To honor the past, present, and future of Wisdom & Love & needed Growth and Change on planet Earth - I am going to listen to Martin Luther King Jr’s speech “I’ve been to the mountaintop”. I invite you to listen to it, too.

On April 3, 1968, MLK said “We’ve got some difficult days ahead… but it really doesn’t matter with me now… because I’ve been to the mountaintop … I’ve seen the Promised Land”. MLK said “I may not get there with you…” and the next day, he was taken from his body. He said “…we’ve got to stay together” - for the sake of each other’s welfare - in order to get to the mountaintop view. I think what MLK was saying is, we’ve got to come together, and then remain in solidarity together, in order to get to a future where every one is respected, where every thing is understood as sacred.

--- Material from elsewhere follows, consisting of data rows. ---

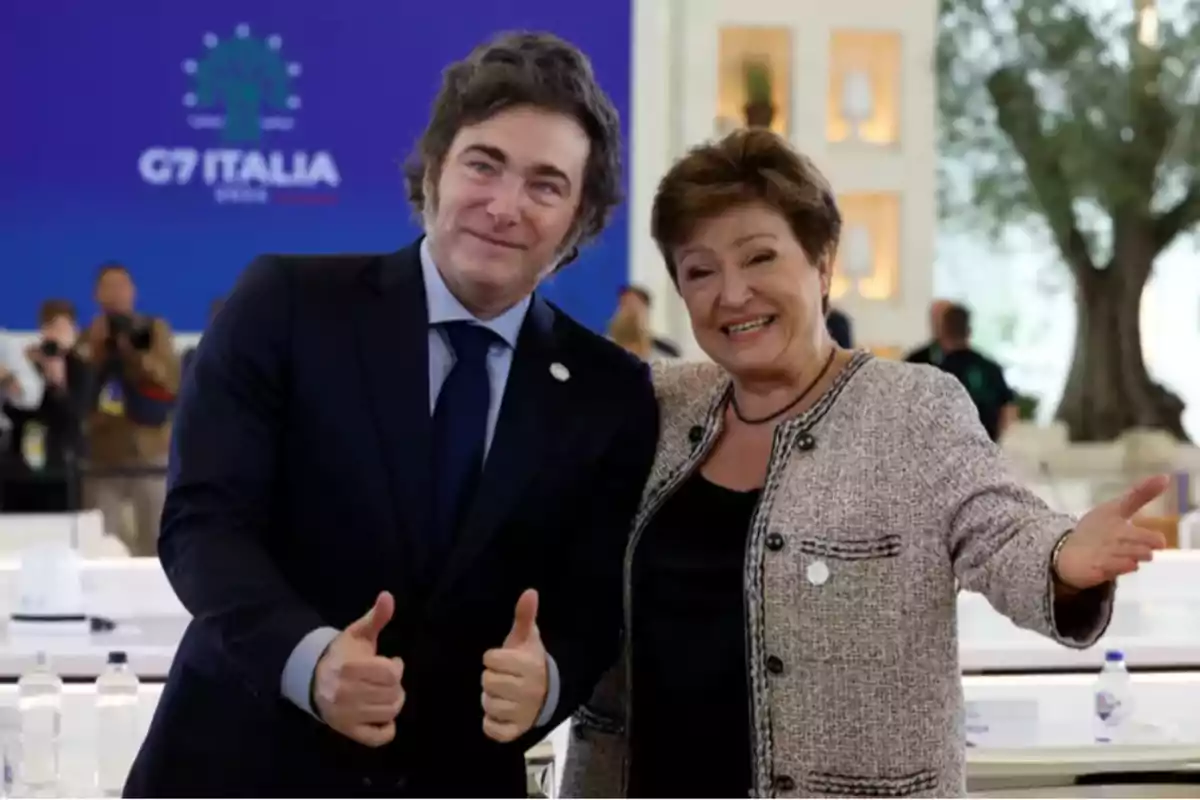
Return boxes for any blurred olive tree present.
[938,0,1200,441]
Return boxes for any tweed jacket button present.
[766,532,785,551]
[796,433,815,451]
[773,774,796,792]
[688,425,704,444]
[766,655,784,675]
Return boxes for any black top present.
[938,348,1014,441]
[629,473,760,799]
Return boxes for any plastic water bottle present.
[17,652,62,795]
[95,651,140,797]
[1093,649,1134,743]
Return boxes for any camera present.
[106,313,153,351]
[39,340,62,358]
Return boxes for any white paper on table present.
[965,698,1041,748]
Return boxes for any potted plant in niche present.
[743,57,775,128]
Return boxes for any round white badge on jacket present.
[807,560,830,586]
[550,363,570,382]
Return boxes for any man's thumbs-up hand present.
[482,589,548,743]
[345,590,395,643]
[314,591,406,748]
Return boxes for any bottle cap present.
[107,651,128,665]
[1105,650,1125,662]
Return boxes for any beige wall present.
[629,0,939,357]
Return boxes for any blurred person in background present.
[934,303,1016,442]
[124,31,657,798]
[1,300,92,512]
[0,326,45,509]
[563,129,1168,799]
[904,297,952,366]
[607,284,682,360]
[825,305,853,348]
[82,262,180,556]
[181,296,225,378]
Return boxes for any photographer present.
[83,263,181,556]
[0,328,46,510]
[1,301,93,512]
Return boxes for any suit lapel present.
[429,297,563,607]
[354,242,432,580]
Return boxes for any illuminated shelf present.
[827,30,901,146]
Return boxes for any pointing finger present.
[1110,474,1169,520]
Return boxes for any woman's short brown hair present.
[651,129,842,286]
[404,31,623,247]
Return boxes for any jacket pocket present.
[788,532,908,664]
[801,767,939,797]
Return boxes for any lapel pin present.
[550,362,570,382]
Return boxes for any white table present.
[0,684,566,799]
[0,618,182,680]
[962,673,1200,793]
[1,678,1197,799]
[1,540,1196,795]
[959,551,1200,673]
[959,598,1200,672]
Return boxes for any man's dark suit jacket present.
[124,241,659,798]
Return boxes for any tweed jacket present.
[561,352,1113,798]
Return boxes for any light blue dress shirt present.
[281,241,561,728]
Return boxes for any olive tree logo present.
[182,23,301,143]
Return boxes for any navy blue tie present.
[429,321,496,563]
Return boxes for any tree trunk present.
[1055,263,1188,442]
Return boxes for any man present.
[126,32,659,798]
[1,300,93,512]
[934,303,1017,441]
[82,263,180,556]
[904,298,952,365]
[608,285,681,359]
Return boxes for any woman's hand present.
[1054,474,1170,590]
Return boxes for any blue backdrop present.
[0,2,631,332]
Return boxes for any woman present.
[562,130,1168,798]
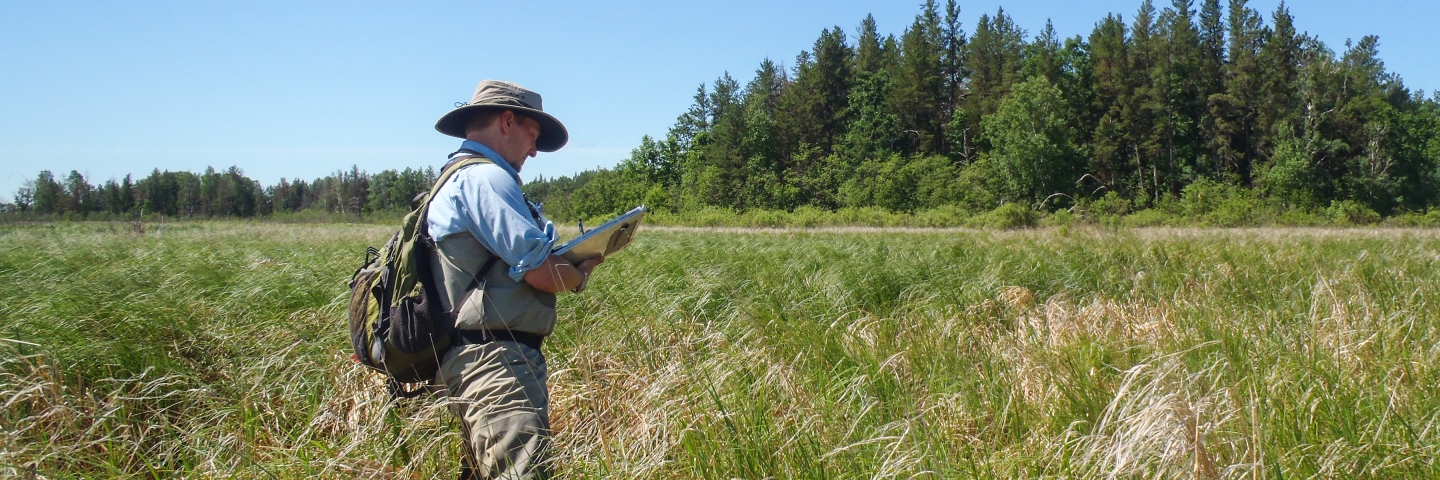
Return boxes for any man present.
[427,80,602,479]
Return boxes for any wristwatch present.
[572,270,590,293]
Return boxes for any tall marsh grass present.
[3,223,1438,478]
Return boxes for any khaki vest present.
[429,231,558,336]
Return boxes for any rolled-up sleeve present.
[432,164,556,281]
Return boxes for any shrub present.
[789,205,831,228]
[1382,209,1440,227]
[913,205,972,227]
[1274,209,1328,226]
[1040,209,1077,227]
[1203,194,1264,227]
[1326,200,1381,225]
[1087,191,1132,219]
[1181,178,1231,217]
[743,209,787,228]
[686,206,739,227]
[1118,209,1177,227]
[835,207,906,227]
[966,202,1038,229]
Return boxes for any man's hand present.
[575,256,604,275]
[522,254,604,293]
[571,256,604,293]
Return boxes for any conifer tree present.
[1131,0,1167,201]
[1158,0,1206,191]
[856,15,884,75]
[1197,0,1227,177]
[1023,21,1064,85]
[1088,14,1135,193]
[1257,2,1301,153]
[20,1,1437,221]
[894,1,947,154]
[940,0,968,136]
[1210,0,1265,185]
[962,8,1027,152]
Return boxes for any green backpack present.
[346,155,496,397]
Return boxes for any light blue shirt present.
[427,140,557,281]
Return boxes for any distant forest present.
[8,0,1440,223]
[526,0,1440,220]
[7,165,436,219]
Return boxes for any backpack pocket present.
[347,263,385,370]
[387,290,447,354]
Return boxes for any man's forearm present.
[522,254,588,293]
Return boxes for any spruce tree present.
[1257,1,1302,155]
[1212,0,1264,185]
[894,1,947,154]
[1158,0,1206,192]
[940,0,967,136]
[1131,0,1167,201]
[962,8,1027,152]
[1088,14,1134,193]
[856,15,884,75]
[1197,0,1227,178]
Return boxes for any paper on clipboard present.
[553,205,647,263]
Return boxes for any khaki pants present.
[436,340,551,479]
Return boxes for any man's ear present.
[498,110,514,135]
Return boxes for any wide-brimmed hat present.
[434,80,569,152]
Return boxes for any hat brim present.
[434,104,569,152]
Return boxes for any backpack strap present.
[449,149,545,223]
[420,153,510,319]
[419,153,494,229]
[381,155,500,400]
[450,255,502,318]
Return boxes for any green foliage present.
[836,70,900,160]
[517,0,1437,225]
[838,154,962,212]
[1180,177,1271,226]
[9,163,447,221]
[1383,209,1440,227]
[1325,199,1381,225]
[1038,207,1077,227]
[1256,127,1324,207]
[1086,191,1133,219]
[569,169,652,221]
[31,170,61,214]
[964,202,1039,229]
[980,76,1081,204]
[1117,208,1179,227]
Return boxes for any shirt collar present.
[456,140,521,183]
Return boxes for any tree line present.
[7,0,1437,223]
[6,165,436,219]
[524,0,1440,221]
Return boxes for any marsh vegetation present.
[2,222,1438,478]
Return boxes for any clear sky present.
[3,0,1436,203]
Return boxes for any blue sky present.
[2,0,1436,203]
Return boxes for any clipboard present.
[553,205,647,263]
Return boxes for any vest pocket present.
[452,267,557,335]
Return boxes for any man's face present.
[500,113,541,172]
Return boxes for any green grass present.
[3,222,1439,478]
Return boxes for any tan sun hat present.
[434,80,569,152]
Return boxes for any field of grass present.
[3,221,1439,478]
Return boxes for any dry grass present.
[3,222,1439,478]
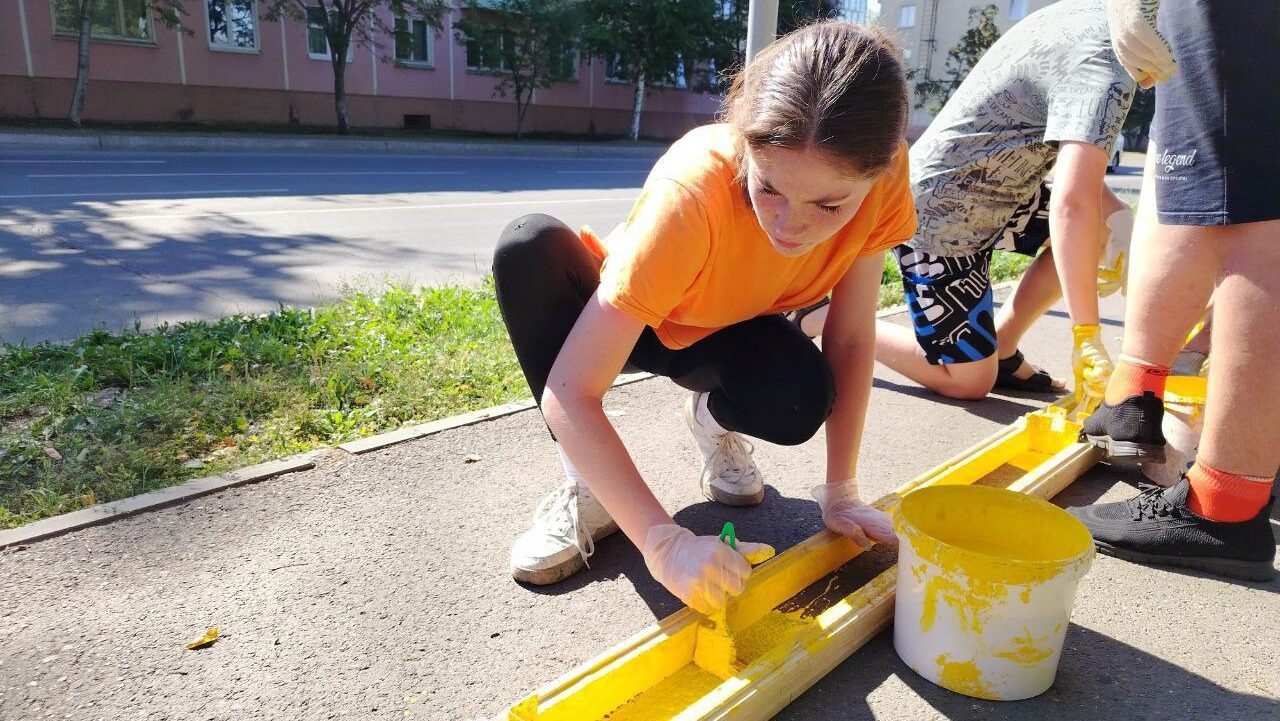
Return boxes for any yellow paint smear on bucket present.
[935,653,996,699]
[994,629,1054,665]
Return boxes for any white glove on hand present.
[1106,0,1176,88]
[1098,208,1133,297]
[1072,325,1114,411]
[642,524,764,616]
[811,480,898,549]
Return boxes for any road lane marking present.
[0,188,291,200]
[29,171,469,178]
[0,196,633,224]
[0,160,167,164]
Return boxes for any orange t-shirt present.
[582,124,916,350]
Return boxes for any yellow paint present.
[919,568,1004,635]
[501,406,1097,718]
[693,611,738,680]
[733,611,812,667]
[600,666,724,720]
[742,544,776,565]
[1165,375,1207,405]
[993,629,1054,665]
[507,695,538,721]
[934,653,995,699]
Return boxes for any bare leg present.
[874,321,997,400]
[993,248,1066,388]
[1195,219,1280,477]
[1119,149,1220,366]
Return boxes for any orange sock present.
[1185,462,1274,522]
[1104,355,1170,405]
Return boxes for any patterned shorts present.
[895,184,1051,365]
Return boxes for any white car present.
[1107,133,1126,173]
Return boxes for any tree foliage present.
[911,3,1001,114]
[454,0,582,140]
[581,0,745,141]
[261,0,447,134]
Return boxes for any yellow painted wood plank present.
[499,402,1099,720]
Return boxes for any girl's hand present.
[642,524,770,615]
[812,480,898,549]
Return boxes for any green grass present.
[0,283,525,529]
[0,252,1036,529]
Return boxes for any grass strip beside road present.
[0,255,1032,529]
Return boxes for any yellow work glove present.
[642,524,771,616]
[811,480,898,550]
[1072,324,1114,414]
[1098,208,1133,297]
[1106,0,1176,88]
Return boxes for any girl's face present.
[745,144,877,257]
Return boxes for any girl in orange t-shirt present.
[493,21,917,615]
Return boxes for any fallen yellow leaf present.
[184,627,219,650]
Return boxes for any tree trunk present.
[629,73,645,142]
[331,43,351,135]
[69,0,95,128]
[515,92,527,141]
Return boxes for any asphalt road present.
[0,148,1145,345]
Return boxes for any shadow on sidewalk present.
[872,377,1044,427]
[779,622,1279,721]
[519,487,828,620]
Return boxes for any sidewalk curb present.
[0,129,668,159]
[0,372,658,549]
[0,451,328,549]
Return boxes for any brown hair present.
[722,21,908,179]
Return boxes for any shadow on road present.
[0,201,472,344]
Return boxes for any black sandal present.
[995,350,1064,394]
[784,296,831,338]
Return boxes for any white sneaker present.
[510,481,619,585]
[682,393,765,506]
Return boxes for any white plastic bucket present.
[894,485,1095,700]
[1143,375,1207,487]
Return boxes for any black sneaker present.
[1081,392,1167,465]
[1068,478,1277,581]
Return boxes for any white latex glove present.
[642,524,767,615]
[811,480,898,549]
[1097,208,1133,297]
[1106,0,1176,88]
[1072,324,1114,413]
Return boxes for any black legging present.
[492,213,836,446]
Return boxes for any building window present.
[394,15,434,66]
[898,4,917,28]
[465,26,512,72]
[546,37,578,81]
[52,0,155,42]
[605,52,629,83]
[207,0,257,51]
[1009,0,1029,21]
[306,6,351,60]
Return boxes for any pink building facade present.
[0,1,722,139]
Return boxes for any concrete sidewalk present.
[1,295,1277,721]
[0,128,669,159]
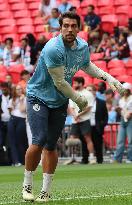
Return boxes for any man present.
[96,81,106,101]
[22,12,125,202]
[87,85,108,163]
[58,0,72,14]
[18,70,30,93]
[69,77,96,164]
[84,5,101,39]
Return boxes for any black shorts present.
[70,120,91,136]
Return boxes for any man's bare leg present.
[84,134,96,164]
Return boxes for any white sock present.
[23,169,33,186]
[89,153,94,160]
[42,173,54,193]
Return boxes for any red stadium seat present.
[14,10,31,18]
[0,19,16,27]
[8,64,25,84]
[33,17,43,25]
[0,3,10,11]
[31,9,39,17]
[74,70,93,86]
[98,7,115,16]
[97,0,114,7]
[108,67,126,76]
[125,60,132,75]
[77,31,88,41]
[116,75,132,83]
[114,0,130,6]
[0,65,7,73]
[43,32,53,40]
[115,6,131,26]
[80,0,97,8]
[0,26,17,34]
[18,25,34,33]
[94,61,108,72]
[35,25,44,33]
[28,2,40,10]
[8,0,22,3]
[108,60,125,69]
[90,52,104,61]
[0,65,8,82]
[70,0,80,8]
[0,11,13,19]
[11,3,27,10]
[16,18,33,26]
[101,15,118,33]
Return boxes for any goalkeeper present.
[22,12,125,202]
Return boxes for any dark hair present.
[120,32,128,42]
[73,77,85,86]
[0,82,9,88]
[87,84,97,91]
[20,70,30,76]
[105,89,114,97]
[88,4,95,10]
[21,37,29,43]
[5,38,13,44]
[52,8,59,12]
[69,6,76,12]
[59,12,81,28]
[26,33,36,47]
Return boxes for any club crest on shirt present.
[33,104,40,111]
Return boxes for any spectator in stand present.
[127,30,132,52]
[69,6,77,14]
[8,85,28,166]
[0,41,4,64]
[39,0,57,24]
[106,100,117,123]
[84,5,101,39]
[15,38,34,73]
[5,74,15,96]
[18,70,30,93]
[96,32,110,53]
[48,8,60,33]
[58,0,72,14]
[0,83,11,148]
[114,83,132,163]
[26,33,37,66]
[96,81,106,101]
[86,84,108,164]
[3,38,20,67]
[115,32,130,62]
[69,77,96,164]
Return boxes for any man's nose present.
[68,26,72,32]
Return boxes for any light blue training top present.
[27,34,90,108]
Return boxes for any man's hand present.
[75,95,88,112]
[106,76,126,95]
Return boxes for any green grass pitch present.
[0,164,132,205]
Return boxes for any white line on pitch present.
[0,192,131,204]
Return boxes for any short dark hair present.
[52,8,59,13]
[73,77,85,86]
[0,82,9,88]
[21,37,28,43]
[59,12,81,28]
[5,38,13,44]
[69,6,76,12]
[20,70,30,76]
[88,4,95,10]
[105,89,114,97]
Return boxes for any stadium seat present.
[30,9,39,17]
[8,0,22,3]
[42,32,53,40]
[77,31,88,41]
[8,64,25,84]
[114,0,130,6]
[116,75,132,83]
[0,26,17,34]
[26,0,40,2]
[98,7,115,16]
[108,60,125,69]
[28,2,40,10]
[16,18,33,26]
[0,19,16,27]
[14,10,31,18]
[18,25,34,33]
[0,11,13,19]
[80,0,97,8]
[0,65,8,82]
[115,6,131,26]
[101,15,118,33]
[97,0,114,7]
[70,0,80,8]
[0,3,10,11]
[0,65,7,73]
[125,60,132,75]
[35,25,44,33]
[90,52,104,61]
[108,67,126,76]
[33,17,43,25]
[11,3,27,10]
[94,61,108,72]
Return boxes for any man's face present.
[73,81,83,90]
[1,87,9,96]
[61,18,79,45]
[51,9,59,18]
[21,40,27,48]
[87,6,93,14]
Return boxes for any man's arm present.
[48,66,88,111]
[82,61,125,95]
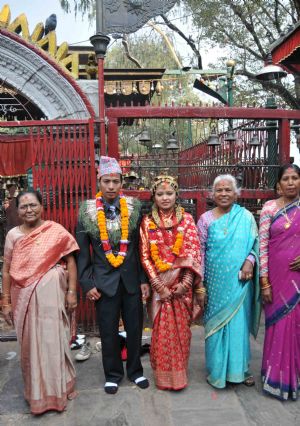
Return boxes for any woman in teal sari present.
[197,174,260,388]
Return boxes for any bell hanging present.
[152,142,163,150]
[139,129,151,145]
[166,133,179,150]
[224,129,237,142]
[207,128,221,146]
[249,133,260,146]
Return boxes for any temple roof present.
[270,22,300,74]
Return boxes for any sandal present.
[244,376,255,387]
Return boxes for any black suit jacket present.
[76,199,147,297]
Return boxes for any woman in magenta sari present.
[2,190,79,414]
[259,164,300,400]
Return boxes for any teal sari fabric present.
[203,204,260,388]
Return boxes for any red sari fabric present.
[150,269,194,389]
[140,211,201,390]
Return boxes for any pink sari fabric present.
[261,201,300,400]
[9,221,79,288]
[4,223,78,414]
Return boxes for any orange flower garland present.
[96,191,129,268]
[148,219,184,272]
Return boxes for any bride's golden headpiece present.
[151,175,179,195]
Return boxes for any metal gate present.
[29,119,97,332]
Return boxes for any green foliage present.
[183,0,300,107]
[58,0,299,107]
[58,0,95,20]
[105,34,181,69]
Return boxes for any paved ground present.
[0,320,299,426]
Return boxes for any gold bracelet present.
[261,284,272,290]
[195,287,206,294]
[2,304,12,307]
[67,290,76,294]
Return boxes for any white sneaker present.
[95,341,102,352]
[75,342,91,361]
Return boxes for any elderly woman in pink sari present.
[259,164,300,400]
[2,190,79,414]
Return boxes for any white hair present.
[212,174,241,196]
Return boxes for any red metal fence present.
[0,118,97,331]
[106,104,299,218]
[1,104,300,331]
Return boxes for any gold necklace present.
[223,211,231,235]
[215,208,231,235]
[160,210,174,228]
[282,198,300,229]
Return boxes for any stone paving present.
[0,321,299,426]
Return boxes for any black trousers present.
[95,280,144,384]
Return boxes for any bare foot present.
[67,390,79,400]
[244,376,255,387]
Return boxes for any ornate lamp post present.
[90,2,110,155]
[91,0,177,156]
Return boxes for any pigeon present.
[45,14,57,35]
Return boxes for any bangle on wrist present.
[261,284,272,290]
[67,290,76,294]
[2,303,11,307]
[195,287,206,294]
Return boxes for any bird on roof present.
[45,14,57,35]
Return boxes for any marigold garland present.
[148,218,184,272]
[96,191,129,268]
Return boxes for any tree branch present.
[227,2,266,57]
[238,68,300,108]
[122,35,142,68]
[277,0,297,22]
[160,13,203,69]
[148,21,182,68]
[273,0,282,33]
[215,18,263,60]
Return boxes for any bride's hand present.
[172,283,186,298]
[158,286,172,301]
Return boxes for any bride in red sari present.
[140,175,202,390]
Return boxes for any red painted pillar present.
[278,119,290,164]
[98,58,106,155]
[107,117,119,159]
[90,33,110,156]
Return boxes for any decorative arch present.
[0,29,95,120]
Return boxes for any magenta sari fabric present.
[262,200,300,400]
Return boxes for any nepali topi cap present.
[98,156,122,178]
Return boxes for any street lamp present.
[255,53,287,81]
[255,53,287,187]
[226,59,235,108]
[90,1,111,156]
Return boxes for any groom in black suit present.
[76,156,150,394]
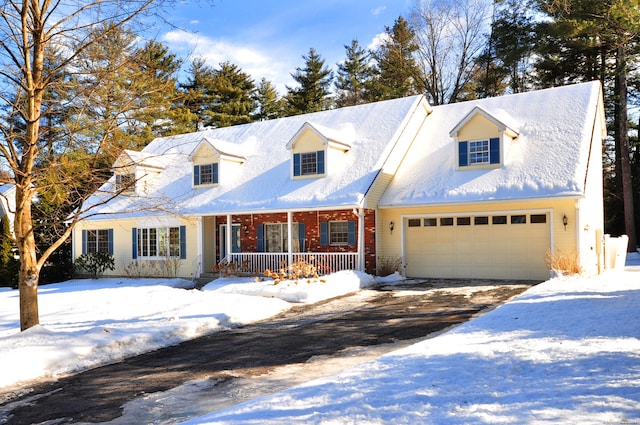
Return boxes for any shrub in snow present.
[264,258,324,285]
[74,252,115,279]
[545,249,582,276]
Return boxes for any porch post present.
[356,208,365,271]
[226,214,232,262]
[287,211,293,268]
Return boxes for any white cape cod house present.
[74,81,606,281]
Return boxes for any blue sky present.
[156,0,413,93]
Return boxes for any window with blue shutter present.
[459,139,500,167]
[321,221,356,246]
[293,151,325,177]
[194,163,219,186]
[82,229,113,254]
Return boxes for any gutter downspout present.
[226,214,232,262]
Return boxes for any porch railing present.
[226,252,359,275]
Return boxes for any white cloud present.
[367,32,389,50]
[371,6,387,16]
[162,30,295,94]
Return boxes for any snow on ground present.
[0,271,376,391]
[1,256,640,424]
[183,253,640,425]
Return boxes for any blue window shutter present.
[212,163,219,184]
[257,224,264,252]
[179,225,187,259]
[82,230,87,254]
[317,150,325,174]
[193,165,200,186]
[108,229,114,255]
[132,228,137,259]
[458,141,468,167]
[293,153,301,176]
[298,223,306,252]
[489,138,500,164]
[347,220,357,246]
[320,222,328,246]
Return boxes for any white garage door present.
[404,212,550,280]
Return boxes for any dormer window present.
[451,106,518,170]
[194,163,219,186]
[115,173,135,194]
[294,151,325,177]
[458,138,500,167]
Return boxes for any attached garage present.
[404,211,551,280]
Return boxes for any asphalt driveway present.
[0,278,537,424]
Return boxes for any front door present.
[219,224,241,259]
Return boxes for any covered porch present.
[197,208,377,276]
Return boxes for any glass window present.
[115,173,135,193]
[530,214,547,224]
[195,163,218,185]
[138,226,182,258]
[511,215,527,224]
[469,140,489,165]
[329,221,349,245]
[301,152,318,175]
[440,217,454,226]
[492,215,507,225]
[424,218,437,227]
[474,216,489,225]
[407,219,421,227]
[86,229,111,254]
[457,217,471,226]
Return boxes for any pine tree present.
[370,16,421,101]
[208,61,257,128]
[335,39,375,107]
[253,78,284,121]
[285,48,333,115]
[180,58,217,131]
[535,0,639,250]
[0,214,17,288]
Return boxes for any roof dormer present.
[112,150,164,194]
[287,122,353,178]
[450,106,519,169]
[189,138,246,188]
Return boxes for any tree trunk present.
[615,46,638,251]
[15,188,41,331]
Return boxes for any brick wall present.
[213,209,377,274]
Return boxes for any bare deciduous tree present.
[411,0,491,104]
[0,0,164,331]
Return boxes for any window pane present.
[469,140,489,164]
[329,221,348,245]
[424,218,437,227]
[457,217,471,226]
[200,164,213,184]
[158,228,168,256]
[440,217,454,226]
[300,152,317,175]
[407,219,421,227]
[169,227,180,257]
[511,215,527,224]
[492,215,507,225]
[148,228,157,257]
[97,230,110,253]
[474,216,489,225]
[530,214,547,224]
[87,230,98,253]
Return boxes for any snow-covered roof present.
[379,81,603,207]
[83,95,425,219]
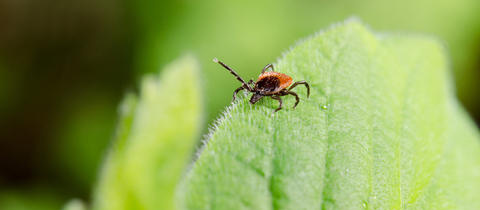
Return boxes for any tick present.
[213,58,310,112]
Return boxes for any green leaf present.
[92,55,203,210]
[178,19,480,209]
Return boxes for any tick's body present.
[213,58,310,112]
[255,71,292,94]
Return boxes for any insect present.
[213,58,310,112]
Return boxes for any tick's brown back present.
[256,72,292,94]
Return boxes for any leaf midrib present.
[319,28,353,210]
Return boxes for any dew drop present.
[362,201,368,208]
[321,104,329,110]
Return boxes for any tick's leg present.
[288,81,310,98]
[248,79,255,88]
[261,64,275,73]
[271,95,283,112]
[214,58,252,91]
[232,86,245,102]
[286,91,300,108]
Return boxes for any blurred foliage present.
[0,188,63,210]
[92,55,203,210]
[52,93,117,192]
[62,199,87,210]
[0,0,133,198]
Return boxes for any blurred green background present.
[0,0,479,208]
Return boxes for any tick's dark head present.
[249,93,263,104]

We’ve got work to do. We’ve got conscious breathing to do! We’ve got coming together to do.

When I think of MLK not being here, I cry. I’ve been doing that since I was young. I was 9-years-old in 1968. I cry because… he did so much, and then, he couldn’t do more. Or so I thought. My spiritual belief system has evolved since then. MLK may have left this planet, but - I believe he is with us, and I believe he is still helping us.

Whether or not you believe in this statement from a Spiritual perspective, you probably believe in inspiration. I feel MLK alive in me when I listen to him speak. It doesn’t matter that it’s from a taped, distant moment from history. Listening to that man speak… I feel inspired. Every time. Even now. I feel inspired to care. I feel inspired to use my own tongue to wage peace. I feel inspired to write. I feel inspired to love.

That’s powerful.

So now, having listened to MLK’s speech (again), I’m going to meditate, and contemplate what the world looks like from my mountaintop. I’m gonna contemplate how we can get there. together. And what I can do to help. I invite you to do that, too.